Pour quels objectifs ?

L'objectif est d'anticiper la sécurisation de la ressource en eau et donc la sécurisation des territoires en apportant les meilleures solutions possibles. A cet égard, nous ne partons pas d'une feuille blanche. Beaucoup de choses ont déjà été faites, notamment à Cannes Lérins et Nice Côte d'Azur dans le domaine de la réutilisation des eaux usées par exemple. Sur le Pays de Grasse, un travail a été mené avec les parfumeurs sur leur besoin en eau. Par ailleurs, des universitaires locaux travaillent déjà avec certaines collectivités sur des sujets précis comme la salinisation du delta du Var ou celui de la reconstruction dans la Roya. Nous sommes dans un processus de co-construction avec les collectivités. Lesquelles ont chacune bien conscience de leur situation actuelle. Nous venons donc en soutien pour les aider à se projeter un peu plus dans le moyen et long terme car le changement climatique va vite. L'idée est de ne plus être dans la réaction mais dans l'anticipation.

Quid de la mer ? Entre-t-elle dans votre périmètre de recherche ?

C'est évidemment un enjeu pour nous puisque la qualité de l'eau marine dépend beaucoup de ce qui se passe sur le bassin versant.

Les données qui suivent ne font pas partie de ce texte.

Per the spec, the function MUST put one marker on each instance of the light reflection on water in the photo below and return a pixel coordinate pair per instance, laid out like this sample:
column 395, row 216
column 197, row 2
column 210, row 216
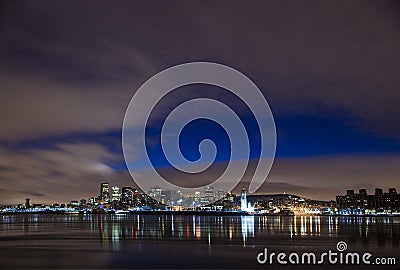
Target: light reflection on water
column 235, row 229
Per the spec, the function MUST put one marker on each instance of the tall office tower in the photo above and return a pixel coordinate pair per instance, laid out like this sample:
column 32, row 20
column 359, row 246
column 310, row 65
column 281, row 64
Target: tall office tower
column 243, row 200
column 155, row 193
column 27, row 204
column 116, row 195
column 105, row 192
column 197, row 198
column 220, row 194
column 209, row 194
column 127, row 195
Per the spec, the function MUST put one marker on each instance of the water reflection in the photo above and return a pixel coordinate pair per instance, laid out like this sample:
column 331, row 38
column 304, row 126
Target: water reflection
column 244, row 230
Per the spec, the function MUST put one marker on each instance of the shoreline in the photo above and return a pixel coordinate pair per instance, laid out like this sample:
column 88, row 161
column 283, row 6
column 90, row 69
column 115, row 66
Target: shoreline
column 194, row 213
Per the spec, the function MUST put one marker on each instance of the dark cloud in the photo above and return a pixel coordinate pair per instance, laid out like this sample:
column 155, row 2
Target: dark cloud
column 71, row 68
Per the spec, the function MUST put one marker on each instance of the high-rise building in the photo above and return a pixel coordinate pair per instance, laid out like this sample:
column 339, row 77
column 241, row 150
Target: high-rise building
column 127, row 195
column 209, row 194
column 378, row 191
column 197, row 198
column 363, row 192
column 105, row 192
column 220, row 194
column 155, row 193
column 243, row 200
column 27, row 203
column 116, row 195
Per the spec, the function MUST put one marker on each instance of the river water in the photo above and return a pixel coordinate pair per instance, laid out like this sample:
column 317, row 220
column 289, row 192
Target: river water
column 186, row 241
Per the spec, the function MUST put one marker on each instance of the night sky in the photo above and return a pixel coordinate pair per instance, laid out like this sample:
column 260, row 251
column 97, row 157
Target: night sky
column 329, row 70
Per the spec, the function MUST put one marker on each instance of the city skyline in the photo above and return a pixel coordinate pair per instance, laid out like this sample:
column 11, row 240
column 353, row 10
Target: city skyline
column 328, row 71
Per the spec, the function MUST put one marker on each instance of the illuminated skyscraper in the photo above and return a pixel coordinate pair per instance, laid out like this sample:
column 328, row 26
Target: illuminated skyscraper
column 105, row 192
column 116, row 195
column 127, row 195
column 243, row 200
column 209, row 194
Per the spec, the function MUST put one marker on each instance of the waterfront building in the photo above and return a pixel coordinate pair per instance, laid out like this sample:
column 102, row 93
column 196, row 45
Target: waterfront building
column 362, row 202
column 105, row 192
column 116, row 195
column 209, row 194
column 127, row 195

Et inversement, lorsque l'on prélève trop certaines ressources en eau, il peut y avoir ce qu'on appelle des intrusions marines. Or, pour rappel, au-delà d'1g de sel dans 1L d'eau, celle-ci n'est plus considérée comme potable. Les liens sont donc indéniables.

Quels sont les moyens à votre disposition ?

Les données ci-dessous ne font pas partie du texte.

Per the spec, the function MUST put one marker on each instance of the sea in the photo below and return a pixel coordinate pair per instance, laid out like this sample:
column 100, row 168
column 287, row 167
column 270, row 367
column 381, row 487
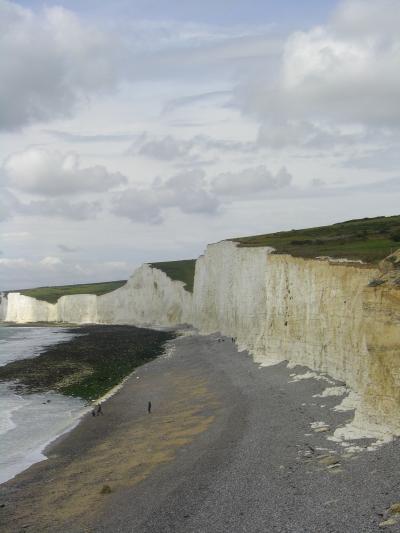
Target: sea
column 29, row 422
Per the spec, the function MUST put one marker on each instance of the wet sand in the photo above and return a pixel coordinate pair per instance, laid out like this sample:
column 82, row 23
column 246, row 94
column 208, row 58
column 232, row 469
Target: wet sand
column 228, row 447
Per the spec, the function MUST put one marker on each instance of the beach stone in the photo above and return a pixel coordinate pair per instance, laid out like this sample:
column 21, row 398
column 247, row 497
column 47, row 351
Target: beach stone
column 106, row 489
column 395, row 508
column 330, row 460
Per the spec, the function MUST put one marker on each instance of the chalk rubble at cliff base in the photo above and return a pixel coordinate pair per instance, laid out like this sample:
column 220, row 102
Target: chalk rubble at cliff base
column 310, row 312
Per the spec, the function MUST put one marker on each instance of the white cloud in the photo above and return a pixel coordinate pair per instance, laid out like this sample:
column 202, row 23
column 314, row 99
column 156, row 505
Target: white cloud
column 46, row 173
column 186, row 191
column 340, row 75
column 51, row 60
column 59, row 207
column 50, row 262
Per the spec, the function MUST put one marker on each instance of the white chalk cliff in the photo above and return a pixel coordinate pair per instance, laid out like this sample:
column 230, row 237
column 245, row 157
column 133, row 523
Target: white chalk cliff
column 317, row 313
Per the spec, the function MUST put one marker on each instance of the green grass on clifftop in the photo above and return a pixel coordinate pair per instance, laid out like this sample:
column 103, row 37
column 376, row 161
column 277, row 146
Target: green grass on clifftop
column 366, row 239
column 52, row 294
column 179, row 271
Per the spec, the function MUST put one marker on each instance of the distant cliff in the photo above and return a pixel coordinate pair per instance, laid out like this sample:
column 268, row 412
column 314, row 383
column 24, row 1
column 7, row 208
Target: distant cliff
column 341, row 318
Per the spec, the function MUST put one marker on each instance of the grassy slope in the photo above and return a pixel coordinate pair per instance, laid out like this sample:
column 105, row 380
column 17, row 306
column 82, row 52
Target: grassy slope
column 368, row 239
column 52, row 294
column 179, row 271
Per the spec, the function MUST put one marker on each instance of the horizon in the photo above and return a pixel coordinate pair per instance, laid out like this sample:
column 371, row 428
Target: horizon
column 139, row 132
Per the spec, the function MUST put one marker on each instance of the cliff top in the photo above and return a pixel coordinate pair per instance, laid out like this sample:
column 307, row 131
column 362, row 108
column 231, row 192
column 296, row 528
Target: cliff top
column 368, row 239
column 178, row 271
column 52, row 294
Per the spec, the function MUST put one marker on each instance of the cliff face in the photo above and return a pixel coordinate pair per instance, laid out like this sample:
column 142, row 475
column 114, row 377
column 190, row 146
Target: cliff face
column 149, row 297
column 230, row 293
column 3, row 306
column 324, row 315
column 381, row 311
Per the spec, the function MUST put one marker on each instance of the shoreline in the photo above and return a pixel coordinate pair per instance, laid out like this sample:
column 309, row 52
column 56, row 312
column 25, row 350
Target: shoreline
column 40, row 453
column 229, row 446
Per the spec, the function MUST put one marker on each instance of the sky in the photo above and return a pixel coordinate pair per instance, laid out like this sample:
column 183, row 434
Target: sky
column 137, row 131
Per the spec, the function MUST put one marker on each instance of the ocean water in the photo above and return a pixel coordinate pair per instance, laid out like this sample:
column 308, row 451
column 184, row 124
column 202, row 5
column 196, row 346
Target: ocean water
column 28, row 422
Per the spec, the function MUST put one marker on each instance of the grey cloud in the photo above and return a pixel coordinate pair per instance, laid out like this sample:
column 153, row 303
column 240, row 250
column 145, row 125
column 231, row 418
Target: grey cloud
column 58, row 62
column 250, row 181
column 63, row 61
column 97, row 138
column 335, row 73
column 60, row 207
column 387, row 158
column 169, row 148
column 186, row 191
column 280, row 134
column 184, row 101
column 39, row 171
column 67, row 249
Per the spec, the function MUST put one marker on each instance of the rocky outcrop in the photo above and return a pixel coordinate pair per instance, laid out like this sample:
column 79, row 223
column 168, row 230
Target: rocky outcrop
column 3, row 306
column 149, row 297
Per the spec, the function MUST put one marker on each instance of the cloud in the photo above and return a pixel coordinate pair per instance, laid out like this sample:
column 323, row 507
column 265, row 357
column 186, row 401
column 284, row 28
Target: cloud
column 50, row 262
column 192, row 193
column 333, row 77
column 192, row 150
column 59, row 207
column 39, row 171
column 67, row 249
column 250, row 181
column 51, row 61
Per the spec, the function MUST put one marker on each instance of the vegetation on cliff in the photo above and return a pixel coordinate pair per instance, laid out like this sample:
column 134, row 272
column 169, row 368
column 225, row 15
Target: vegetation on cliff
column 90, row 364
column 52, row 294
column 367, row 239
column 178, row 271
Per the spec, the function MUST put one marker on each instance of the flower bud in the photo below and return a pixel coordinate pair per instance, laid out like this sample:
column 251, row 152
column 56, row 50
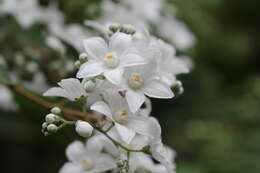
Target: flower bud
column 50, row 118
column 77, row 64
column 44, row 125
column 52, row 128
column 178, row 88
column 83, row 128
column 83, row 57
column 56, row 110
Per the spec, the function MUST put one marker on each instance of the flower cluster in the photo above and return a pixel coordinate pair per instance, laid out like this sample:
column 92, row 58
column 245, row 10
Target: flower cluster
column 116, row 78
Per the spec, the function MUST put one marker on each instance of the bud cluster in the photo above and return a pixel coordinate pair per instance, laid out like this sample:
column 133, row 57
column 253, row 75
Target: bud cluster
column 124, row 28
column 52, row 122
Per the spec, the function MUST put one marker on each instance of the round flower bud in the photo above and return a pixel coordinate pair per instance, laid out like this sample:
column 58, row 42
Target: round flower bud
column 56, row 110
column 52, row 128
column 77, row 64
column 44, row 125
column 89, row 86
column 83, row 57
column 84, row 129
column 50, row 118
column 178, row 88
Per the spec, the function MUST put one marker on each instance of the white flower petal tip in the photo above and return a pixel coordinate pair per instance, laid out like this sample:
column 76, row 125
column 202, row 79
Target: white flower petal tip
column 84, row 129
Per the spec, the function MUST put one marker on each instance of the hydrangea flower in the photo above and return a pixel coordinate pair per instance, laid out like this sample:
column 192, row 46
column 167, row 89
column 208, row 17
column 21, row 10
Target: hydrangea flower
column 71, row 89
column 109, row 59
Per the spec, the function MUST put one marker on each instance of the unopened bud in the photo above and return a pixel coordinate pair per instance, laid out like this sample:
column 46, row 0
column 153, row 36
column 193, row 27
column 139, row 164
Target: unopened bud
column 44, row 125
column 129, row 29
column 56, row 110
column 50, row 118
column 83, row 57
column 178, row 88
column 84, row 129
column 52, row 128
column 77, row 64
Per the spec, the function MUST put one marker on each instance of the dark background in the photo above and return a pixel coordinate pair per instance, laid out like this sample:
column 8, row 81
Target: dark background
column 214, row 126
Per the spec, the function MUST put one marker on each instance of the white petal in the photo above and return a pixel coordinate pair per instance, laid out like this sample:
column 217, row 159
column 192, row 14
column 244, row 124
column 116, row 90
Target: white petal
column 104, row 163
column 156, row 130
column 71, row 167
column 57, row 91
column 159, row 153
column 95, row 47
column 132, row 60
column 142, row 125
column 114, row 76
column 126, row 134
column 120, row 42
column 158, row 89
column 90, row 69
column 134, row 99
column 75, row 150
column 102, row 108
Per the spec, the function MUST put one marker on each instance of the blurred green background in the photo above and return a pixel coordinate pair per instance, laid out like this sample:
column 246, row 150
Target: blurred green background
column 214, row 126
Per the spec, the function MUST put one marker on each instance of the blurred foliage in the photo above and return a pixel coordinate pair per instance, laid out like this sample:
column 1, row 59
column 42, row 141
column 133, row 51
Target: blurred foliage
column 214, row 126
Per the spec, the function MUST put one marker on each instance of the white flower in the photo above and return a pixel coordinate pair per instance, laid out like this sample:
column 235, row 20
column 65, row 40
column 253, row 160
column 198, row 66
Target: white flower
column 111, row 59
column 69, row 88
column 83, row 128
column 126, row 123
column 159, row 152
column 143, row 80
column 87, row 159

Le fait que les fondateurs mettent en commun leurs moyens via cette chaire pour répondre à une problématique commune, ce n'est pas si courant. Concrètement, UCA offre un panel interdisciplinaire de chercheurs, allant des géosciences aux sciences humaines et sociales, ainsi que la coordination de la chaire. Les collectivités, elles, contribuent en fonction des moyens dont elles disposent, sachant que ceux-ci sont très souvent liés à leur taille. Cette contribution, dont je tairai le montant, s'avère tout de même significative et nous permettra de lancer des actions dès 2025. Enfin, le secteur privé sera sollicité via la Fondation UCA, tant au niveau de l'innovation que du mécénat, parce que la ressource en eau est un sujet qui concerne tout le monde, tous les secteurs d'activité et toutes les échelles. Pas une activité socio-économique ne peut se passer d'eau. Le changement climatique est l'affaire de tous.

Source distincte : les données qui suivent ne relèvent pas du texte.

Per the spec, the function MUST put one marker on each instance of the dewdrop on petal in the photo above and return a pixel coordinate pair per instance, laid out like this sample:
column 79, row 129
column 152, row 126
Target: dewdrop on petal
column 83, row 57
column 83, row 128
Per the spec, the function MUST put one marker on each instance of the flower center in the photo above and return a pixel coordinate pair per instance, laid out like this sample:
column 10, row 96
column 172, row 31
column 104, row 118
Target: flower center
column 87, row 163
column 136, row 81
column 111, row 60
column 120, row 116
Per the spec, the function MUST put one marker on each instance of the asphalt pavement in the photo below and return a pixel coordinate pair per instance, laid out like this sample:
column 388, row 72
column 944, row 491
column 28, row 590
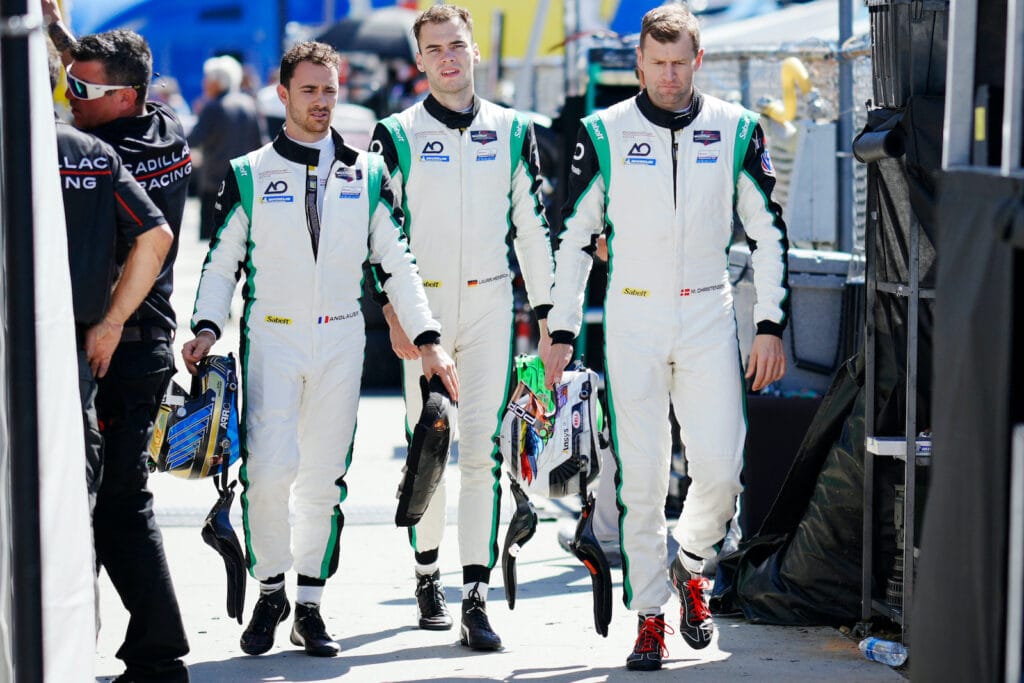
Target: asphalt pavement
column 370, row 608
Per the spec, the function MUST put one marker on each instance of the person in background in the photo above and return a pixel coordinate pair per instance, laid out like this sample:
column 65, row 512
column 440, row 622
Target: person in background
column 109, row 78
column 228, row 126
column 665, row 171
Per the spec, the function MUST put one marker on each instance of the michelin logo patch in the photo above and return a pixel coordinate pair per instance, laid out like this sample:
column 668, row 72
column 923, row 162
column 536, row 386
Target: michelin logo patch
column 707, row 137
column 640, row 154
column 348, row 174
column 483, row 136
column 275, row 191
column 434, row 151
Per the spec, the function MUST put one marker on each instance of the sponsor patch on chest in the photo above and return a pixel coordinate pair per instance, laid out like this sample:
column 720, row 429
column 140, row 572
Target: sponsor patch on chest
column 707, row 137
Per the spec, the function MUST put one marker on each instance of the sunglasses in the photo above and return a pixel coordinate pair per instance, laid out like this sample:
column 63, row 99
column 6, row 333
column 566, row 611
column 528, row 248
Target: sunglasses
column 80, row 89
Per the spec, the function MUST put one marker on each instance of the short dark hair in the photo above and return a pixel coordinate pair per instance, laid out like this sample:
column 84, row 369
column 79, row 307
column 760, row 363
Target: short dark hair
column 125, row 55
column 440, row 14
column 310, row 50
column 668, row 23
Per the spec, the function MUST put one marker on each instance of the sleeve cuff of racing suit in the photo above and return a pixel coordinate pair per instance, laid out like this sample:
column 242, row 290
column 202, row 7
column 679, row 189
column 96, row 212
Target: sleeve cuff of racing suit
column 767, row 328
column 562, row 337
column 428, row 337
column 206, row 325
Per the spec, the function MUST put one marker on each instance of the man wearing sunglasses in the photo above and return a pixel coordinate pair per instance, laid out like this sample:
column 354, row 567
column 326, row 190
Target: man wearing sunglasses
column 108, row 81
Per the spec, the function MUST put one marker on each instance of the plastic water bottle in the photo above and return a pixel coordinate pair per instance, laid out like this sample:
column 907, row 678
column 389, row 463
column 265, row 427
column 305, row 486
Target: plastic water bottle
column 885, row 651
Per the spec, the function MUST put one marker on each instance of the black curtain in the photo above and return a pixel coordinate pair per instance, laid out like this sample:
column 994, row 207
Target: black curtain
column 960, row 612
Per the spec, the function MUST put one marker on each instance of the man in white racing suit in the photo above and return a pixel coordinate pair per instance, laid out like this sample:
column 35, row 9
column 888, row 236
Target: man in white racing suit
column 664, row 172
column 299, row 217
column 469, row 176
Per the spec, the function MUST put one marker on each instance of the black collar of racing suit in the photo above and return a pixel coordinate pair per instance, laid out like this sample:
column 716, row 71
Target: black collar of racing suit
column 450, row 118
column 300, row 154
column 666, row 119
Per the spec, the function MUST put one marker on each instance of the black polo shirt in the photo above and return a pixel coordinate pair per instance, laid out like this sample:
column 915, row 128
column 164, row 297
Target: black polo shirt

*Les membres fondateurs : Département des Alpes-Maritimes, Université Côte d'Azur, Fondation Université Côte d'Azur, Métropole Nice Côte d'Azur, Communauté d'agglomération Sophia-Antipolis, Communauté d'agglomération Cannes Pays de Lérins, Communauté d'agglomération de la Riviera Française, Communauté d'agglomération du Pays de Grasse, Communauté de communes Alpes d'Azur et Communauté de communes du Pays des Paillons.